Mehmet Göğüsüaçık… Hem trafik kazasına karıştı hem de adada ikamet izinsiz yaşıyordu. Bu hükümet onu da affetti. “Gel adamıza, bu kez izin al öyle yaşa” dedi. O zaman yargı sistemi neden var? Polise ne gerek var? Hakime ne gerek var? Savcıya ne gerek var?
Bu memlekette suç, sadece vatandaş işlediğinde mi suç sayılıyor? Tek bir gerekçe var, “bölünen ailelerin birleşmesi…” Neden bölünen aileler, kriminal geçmişe sahip kişiler KKTC’de yeniden birleşiyor? Neden hep bizim ülkemiz… Ülkeyi o kadar değersiz hale getirdiniz ki…
Bir de Şartlı Tahliye Kurulu gerçeğimiz var. Polis yakalıyor, savcı dosya yapıyor, hakim ceza veriyor. Aylarca süren yargılamalar falan derken. Hoooop, “Şartlı Tahliye Kurulu serbest bıraktı…” Bu ülkenin siyasetçileri kendilerine verilen yetkileri sürekli olarak kötüye kullanıyor
Adaletin temel sütunları olan polis, savcı ve hakimlerin emeği yok sayılıyor. Günlerce süren soruşturmalar, gece nöbetleri, delil toplama süreçleri… Hepsi çöpe atılıyor. Bir kurulun masa başı kararı, bu emeği hiçe sayıyor. Siyasi kaygılarla seçim öncesi alınan bu kararlar, kamu vicdanını yaralıyor
Hüküm veren hakimi, dava açan savcıyı, canı pahasına mücadele eden polisi yok hükmünde sayan bu anlayış; adaleti değil, kaosu, güvensizliği büyütüyor. Eğer suçun ve cezanın caydırıcılığı yok edilirse, toplumun çürümesi kaçınılmazdır. Nitekim, aha memleketin durumu ortada…

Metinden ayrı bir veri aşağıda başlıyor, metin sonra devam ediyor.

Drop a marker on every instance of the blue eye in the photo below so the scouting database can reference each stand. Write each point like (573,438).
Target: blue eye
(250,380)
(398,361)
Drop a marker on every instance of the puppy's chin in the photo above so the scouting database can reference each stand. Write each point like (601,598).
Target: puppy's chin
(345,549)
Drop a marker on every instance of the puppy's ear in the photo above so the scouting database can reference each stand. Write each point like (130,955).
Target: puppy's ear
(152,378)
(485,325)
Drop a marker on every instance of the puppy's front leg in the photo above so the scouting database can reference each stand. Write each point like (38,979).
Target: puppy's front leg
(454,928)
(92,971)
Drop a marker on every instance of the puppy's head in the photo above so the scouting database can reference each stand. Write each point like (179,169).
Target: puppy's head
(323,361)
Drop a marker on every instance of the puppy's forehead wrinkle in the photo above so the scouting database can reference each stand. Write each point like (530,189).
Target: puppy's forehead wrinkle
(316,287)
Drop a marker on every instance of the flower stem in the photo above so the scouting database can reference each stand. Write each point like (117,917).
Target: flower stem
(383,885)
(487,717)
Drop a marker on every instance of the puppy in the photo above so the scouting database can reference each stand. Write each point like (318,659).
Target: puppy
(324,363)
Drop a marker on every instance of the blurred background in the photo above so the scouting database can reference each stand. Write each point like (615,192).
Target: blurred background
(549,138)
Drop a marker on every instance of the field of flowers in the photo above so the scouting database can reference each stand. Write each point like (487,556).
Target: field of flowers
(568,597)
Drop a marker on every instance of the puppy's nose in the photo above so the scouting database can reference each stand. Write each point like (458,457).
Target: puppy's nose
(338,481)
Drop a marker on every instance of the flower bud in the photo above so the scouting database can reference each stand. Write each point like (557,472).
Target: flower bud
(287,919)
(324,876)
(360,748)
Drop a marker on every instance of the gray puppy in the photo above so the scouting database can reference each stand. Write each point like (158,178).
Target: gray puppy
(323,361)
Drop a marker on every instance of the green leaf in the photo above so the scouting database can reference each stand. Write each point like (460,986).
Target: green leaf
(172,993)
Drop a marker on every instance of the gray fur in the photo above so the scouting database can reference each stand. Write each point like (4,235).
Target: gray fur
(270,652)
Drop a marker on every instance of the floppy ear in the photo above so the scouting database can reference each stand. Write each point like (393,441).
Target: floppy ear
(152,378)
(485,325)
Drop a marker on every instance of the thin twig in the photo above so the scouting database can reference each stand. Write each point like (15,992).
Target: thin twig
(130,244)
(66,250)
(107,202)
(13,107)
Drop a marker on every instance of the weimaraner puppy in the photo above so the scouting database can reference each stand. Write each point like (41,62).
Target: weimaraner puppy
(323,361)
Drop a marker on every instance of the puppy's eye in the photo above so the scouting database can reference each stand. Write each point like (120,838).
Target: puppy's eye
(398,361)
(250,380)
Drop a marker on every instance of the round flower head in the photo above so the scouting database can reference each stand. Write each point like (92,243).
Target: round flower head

Üstel hükümetine açıkça soruyorum: Siz kimin tarafındasınız? Suçlunun mu, adaletin mi? Polisin mi, yoksa polisi darp edenin mi? Halkın mı, yoksa bu halkın kanını emenlerin mi? Vicdanınıza değil, siyaset hesabınıza göre karar veriyorsunuz. Bu yüzden adaletin çivisini çıkardınız…
Mahkeme kararlarını tanımayan, polisi aşağılayan, sınır dışı edilip sonra affedilen bu isimlerin tek ortak noktası: Suçlu olmaları. Tekrar edelim; bu insanlar suç işledi. Ceza aldı. Sınır dışı edildi. Şimdi devlet “kusura bakma” diyerek geri çağırdı. Akıl alır gibi değil. Kırmızı halı da serin, lütfen…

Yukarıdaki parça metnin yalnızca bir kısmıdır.